How to get good quality shadows from static sky light?

Hello!

I’m having issue with illuminating my scene with sky light.

On a screenshot below, light is baked with static skylight and stationary directional light. Directional light gives nice baked shadows, including shadows from light bounces. However, as you can see, there is also a lot of “noise” around it - it’s what I get from baking skylight.

I want to achieve a smooth “glow” effect around the place where directional light hits the room. But no matter what settings to I use for lightmass, my skylight shadows are dreadful!

Is there a trick for illuminating scenes with skylight correctly?

Bed’s lightmap resolution is 512 (the frame is separate from sheets and the pillow, so it’s 512 for the frame only)

Static light level scale 0,1.
Indirect lighting quality 10.
Indirect lighting smoothness 1.

No cubemap.

I do have portals and lightmass importance volume.

I did not turn off the compression, but I’ll try it next.

I tried to to bake only skylight, without direct light source, to test the results. And it gives this nasty noise where its most intense light hits the surface. Indirect shadows are good, however.
The entire scene looks great, except for those parts where sunlight from skylight hits surfaces.

If I turn off sky light, and bake only directional light. then all the direct shadows AND indirect shadows are good. But the scene is not lit properly w/o skylight.

Hi!

I would raise the lightmap resolution of the bed.
Turn off compression on your lightmaps…
…and would raise indirect lighting quality to 4-10!
Are you using a HDRI cubemap? Do you have portal(s) in your opening(s)? …lightmass importance volume?

Do you have any emissive light in the scene?
What is the number of Skylight bounces? …yeah those usually come with skylight…
Also… any 2 sided materials?

I’ve baked the light w/o compression. As you can see, places where lighting from skylight touch surfaces are all terrible nonetheless.

I have two-sided plants and some paper.

No emissive lights (I haven’t even touched that yet, don’t even know how to use it).

Number of indirect bounces 10, skylight bounces 5

What is your Skylight intensity? …any extra turned on like higher illumination than the default 1?
…for a reason you don’t get enough samples that’s why the spots… are these production bakes?
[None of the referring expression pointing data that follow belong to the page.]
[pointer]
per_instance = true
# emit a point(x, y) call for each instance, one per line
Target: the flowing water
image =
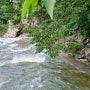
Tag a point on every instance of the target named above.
point(21, 68)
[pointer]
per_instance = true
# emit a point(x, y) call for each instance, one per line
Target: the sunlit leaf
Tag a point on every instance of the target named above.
point(49, 4)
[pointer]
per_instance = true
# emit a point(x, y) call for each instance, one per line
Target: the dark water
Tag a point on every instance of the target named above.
point(23, 69)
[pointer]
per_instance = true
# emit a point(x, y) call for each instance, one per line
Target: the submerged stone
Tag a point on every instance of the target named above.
point(79, 56)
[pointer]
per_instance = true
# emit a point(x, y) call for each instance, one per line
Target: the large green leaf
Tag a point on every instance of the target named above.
point(49, 4)
point(33, 6)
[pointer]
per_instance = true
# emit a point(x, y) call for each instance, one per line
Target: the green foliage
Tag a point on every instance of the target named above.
point(7, 12)
point(30, 5)
point(71, 17)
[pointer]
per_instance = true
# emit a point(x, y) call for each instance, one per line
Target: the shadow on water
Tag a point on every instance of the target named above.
point(37, 71)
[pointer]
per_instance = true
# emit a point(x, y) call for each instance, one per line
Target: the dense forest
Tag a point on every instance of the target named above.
point(67, 29)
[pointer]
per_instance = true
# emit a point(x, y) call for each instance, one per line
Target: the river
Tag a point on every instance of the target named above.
point(21, 68)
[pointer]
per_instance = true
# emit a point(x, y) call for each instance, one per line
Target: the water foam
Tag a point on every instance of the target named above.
point(39, 58)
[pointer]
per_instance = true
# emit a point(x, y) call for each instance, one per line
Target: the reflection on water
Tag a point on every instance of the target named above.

Skylight intensity is set to 3. Skylight indirect lighting intensity 5. I tried baking skylight with intensity 1, but it’s still the same, except everything is darker.

This is medium bakes. I tried production bakes, but it’s not much different - skylight still messed up.

I’ve created new project, imported some of my meshes, and set up a scene with minimum stuff in it and similar lighting settings.

Here’s how it looks with ONLY directional light baked:

And this is how it looks with ONLY skylight baked:

Baked directional light looks great. Skylight, however, looks absolutely terrible. I can’t figure out why!

Yes those are familiar… seen them a LOT! :smiley: :S But with those settings you shouldn’t have had them…
…would you mind sharing any of your scene (privately)? Would be easier for me than just guessing! :wink:

How do I do that? I can’t seem to find a way to send a private message in here… Am I blind?

I figured out what was causing the issue.

I turned sun brightness on sky sphere from 50 to 300, because I wanted to get the smooth glow of the sun disk, instead of it being just a white circle in the sky.

And because of that, skylight went crazy, and made that terrible shadow noise everywhere.

I thought sun brightness on sky sphere was purely cosmetic. But I misunderstood how skylight component works.

After I set sun brightness back to 50, my scene is lit correctly. However, now I can’t make the sun to be “glowing”. If I crank up bloom in post process, it messes up reflections so badly that they become blinding, filling the entire screen with white. And I can’t increase sun brightness on sky shpere either, as it turns out.